Our recent preprint on gluon amplitudes has sparked a lot of discussion, so I want to share the backstory — including how AI helped crack a problem that had stumped us for a year. I'll also be giving a public lecture at Harvard this week. Details at the end.

About a year ago, world experts on this problem, Alfredo Guevara (IAS), David Skinner (Cambridge) and Andy Strominger (Harvard) realized something surprising: single-minus amplitudes should not be identically zero, despite the arguments in some textbooks to the contrary (which have a loophole when the interacting particles are collinear). The question became: what should these amplitudes actually be?

Last October, I joined the newly formed OpenAI for Science division, led by @kevinweil & @markchen90, with the goal of improving the scientific capabilities of our frontier models. I was so excited about what the latest internal models could do for physics that I invited my coauthor and PhD advisor Andy to work together with them on a problem so that he could see for himself.

Alfredo, David, and Andy had spent the past year trying to find a simple formula for the nonvanishing single-minus amplitudes, analogous to the Parke-Taylor formula obtained in the 80s for the double-minus ("MHV") amplitudes.

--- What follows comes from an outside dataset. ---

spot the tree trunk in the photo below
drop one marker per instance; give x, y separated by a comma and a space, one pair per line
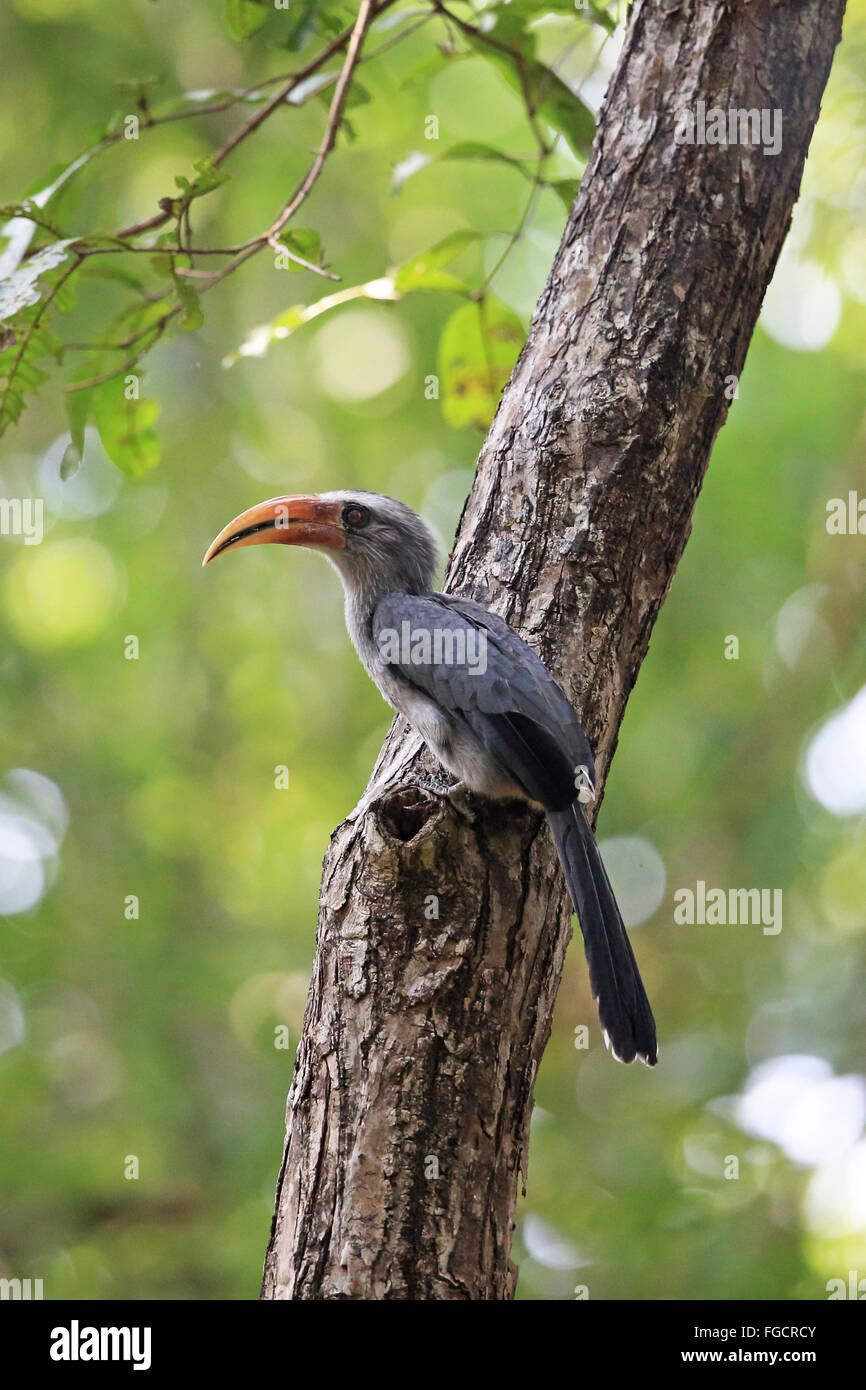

Alfredo had obtained a complicated expression, Eq. 21 in the preprint, but it was unwieldy: a sum over Feynman diagrams whose complexity grows superexponentially in the number of interacting particles.

Using this formula, it was hard to compute the amplitudes up to n=6 (as shown in Eqs. 29--32), but we thought that a much simpler expression should exist, just like the Parke-Taylor formula had simplified the horrendous Feynman-diagram computations for MHV amplitudes (this is well explained in Part N.2 of Zee's QFT book). But such a formula was still proving elusive.

We engaged in a lot of back-and-forth with GPT-5.2 Pro, which helped us identify the kinematic region R_1 in which we should search for a simplified formula. It also found surprising nontrivial simplifications for the amplitudes that we had, shown in Eqs. 35--38, which led it to guess Eq. 39 for the general pattern. With this target in sight, we formulated a sharp question for an internal model to tackle, and it independently came up with the simple Eq. 39 and then proved it.

The part of the preprint following Eq. 39 is essentially the proof provided by the model and verified by us. This was truly a collaborative effort between humans and AI, with GPT-5.2 and its scaffolding contributing at the level of a very talented contributor. As Andy said, the final result it provided had eluded the team for a year and may not have been found for a while longer. To my mind, we have crossed a threshold for AI in physics.

I think that this year is going to be an inflection point for science, and that AI will do to physics in 2026 what it did to coding in 2025. I will be talking about these recent results and future directions at Harvard on Tuesday at 2pm in Science Center hall A.